Astrid Centner, directrice de Christie’s Belgique: « Mon plus grand plaisir est d’être au plus près des œuvres »
En 2006, Astrid Centner (44 ans) est engagée comme catalogueur chez Christie’s à Paris, où elle prend en 2018 la direction du département Tableaux Anciens. Depuis trois ans, elle est à la tête de Christie’s Belgique & Luxembourg. La maison de ventes vient de s’établir avenue Louise, où elle a ouvert un hub qui sera aussi un lieu d’expos, conférences et master class.
C’est ma grand-mère qui m’a d’abord initiée à la peinture
Avec mon grand-père, ils collectionnaient des œuvres de maîtres flamands. Ma grand-mère était par ailleurs une conteuse hors pair. C’est ainsi que, dès mes 12 ans, j’ai développé une passion qui allait bien au-delà de l’observation. La thématique d’une toile et la période à laquelle elle a été réalisée, son parcours et les collections auxquelles elle a appartenu ; l’histoire derrière une œuvre me passionne.
Mon année à l’étranger à l’âge de 18 ans a été un tournant décisif dans ma vie
J’ai eu une enfance heureuse, mais j’étais assez réservée. Je venais d’une famille aimante et protectrice, et je n’avais pas beaucoup goûté à la liberté. Lorsque j’ai fait un séjour linguistique à Oxford et à Salamanque, la donne a changé. Loin de mes parents, j’ai pu découvrir un environnement varié et multiculturel. Si je voulais en tirer profit, il fallait que je sorte de ma coquille. Aujourd’hui encore, j’en récolte les fruits ; je suis devenue une personne plus extravertie, ayant davantage confiance en elle, ce qui me permet d’endosser de nouvelles responsabilités chez Christie’s.
On peut induire l’amour de l’art chez les enfants, sans l’imposer
Lorsque j’étais petite, mes parents m’ont notamment emmenée au Louvre à Paris, mais ils ne m’ont jamais obligée à visiter une collection dans son entièreté. Aujourd’hui, avec mes enfants, je leur demande de se concentrer sur une ou deux œuvres qui les interpellent. Si je les bombarde d’informations, ils les oublient aussitôt, alors qu’ils garderont plus facilement en mémoire une anecdote sur un tableau.
Les vraies passions ne s’envolent jamais
Après la naissance de mon troisième enfant, j’ai mis ma carrière entre parenthèses pendant deux ans. Je continuais cependant à visiter les musées et à donner des conseils à l’un ou l’autre collectionneur qui me sollicitait. Je n’ai eu aucune difficulté à faire passer la maternité et ma famille au premier plan pendant quelque temps. Même si j’adorais les voyages professionnels et le contact avec les collectionneurs, la vie est si courte qu’il faut se fixer des priorités à chaque grande étape.

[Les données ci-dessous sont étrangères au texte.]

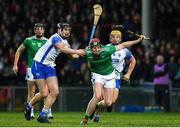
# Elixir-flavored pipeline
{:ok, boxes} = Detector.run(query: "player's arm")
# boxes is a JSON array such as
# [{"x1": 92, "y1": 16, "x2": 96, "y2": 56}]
[
  {"x1": 55, "y1": 43, "x2": 85, "y2": 56},
  {"x1": 124, "y1": 56, "x2": 136, "y2": 80},
  {"x1": 116, "y1": 35, "x2": 144, "y2": 50},
  {"x1": 13, "y1": 44, "x2": 26, "y2": 75}
]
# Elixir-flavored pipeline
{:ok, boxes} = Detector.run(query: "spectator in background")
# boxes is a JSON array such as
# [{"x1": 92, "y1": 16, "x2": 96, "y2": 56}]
[
  {"x1": 153, "y1": 55, "x2": 170, "y2": 112},
  {"x1": 174, "y1": 58, "x2": 180, "y2": 83}
]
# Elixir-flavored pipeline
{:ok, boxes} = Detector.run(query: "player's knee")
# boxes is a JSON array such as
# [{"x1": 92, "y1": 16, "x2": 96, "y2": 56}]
[
  {"x1": 106, "y1": 105, "x2": 113, "y2": 112},
  {"x1": 105, "y1": 100, "x2": 112, "y2": 107},
  {"x1": 94, "y1": 95, "x2": 102, "y2": 101},
  {"x1": 52, "y1": 91, "x2": 59, "y2": 97},
  {"x1": 40, "y1": 91, "x2": 49, "y2": 98}
]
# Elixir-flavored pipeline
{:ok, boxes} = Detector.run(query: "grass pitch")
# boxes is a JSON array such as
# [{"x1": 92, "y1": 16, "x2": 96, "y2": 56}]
[{"x1": 0, "y1": 112, "x2": 180, "y2": 127}]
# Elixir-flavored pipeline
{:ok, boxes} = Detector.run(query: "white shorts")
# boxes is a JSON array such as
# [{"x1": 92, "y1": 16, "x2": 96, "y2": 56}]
[
  {"x1": 91, "y1": 71, "x2": 116, "y2": 88},
  {"x1": 25, "y1": 68, "x2": 35, "y2": 81}
]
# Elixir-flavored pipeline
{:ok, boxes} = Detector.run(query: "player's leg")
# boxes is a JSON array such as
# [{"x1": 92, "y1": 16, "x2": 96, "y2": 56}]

Les rencontres en voyage, c’est une vraie source d’enrichissement
Il est important de s’immerger dans l’art et la culture, mais c’est surtout grâce au contact des gens que l’on découvre un pays et ses coutumes. Plus jeune, j’ai eu la chance de goûter à ce dépaysement ; lors de longs séjours avec des amies en Chine, au Mexique et aux Etats-Unis, j’ai été accueillie avec beaucoup de convivialité dans la plupart des lieux visités.
Le contact physique avec des objets d’art est toujours un émerveillement
Je sais combien les livres sont une source d’information inépuisable, mais mon plus grand plaisir est d’être au plus près des œuvres, de les analyser sous toutes les coutures. Je suis consciente d’être privilégiée d’avoir pu le faire auprès de mes grands-parents dès mon plus jeune âge et aujourd’hui chez Christie’s.
Une vente aux enchères n’est pas une science exacte
J’essaie toujours de donner le meilleur conseil possible aux clients qui veulent acheter ou vendre une œuvre, mais nous n’avons pas toujours toutes les clés en main. Un acheteur potentiel peut se rétracter à la dernière minute. A contrario, il peut arriver que les offres fusent lors d’une vente aux enchères alors que nous ne nous y attendions pas. Généralement, j’arrive sans difficulté à gérer cette facette du métier, mais c’est parfois plus délicat lorsque des proches font partie de l’équation. Si le résultat n’est pas à la hauteur de leurs attentes, l’aspect émotionnel peut être plus intense.
Etre bien entouré est indispensable dans la vie
Sur le plan privé, j’ai la chance de connaître mon mari depuis presque vingt-cinq ans et nous nous complétons la plupart du temps, nous formons une équipe, mais chez Christie’s aussi, c’est essentiel pour moi d’avoir le point de vue de mes collègues. Il est inspirant et on en sort toujours grandi.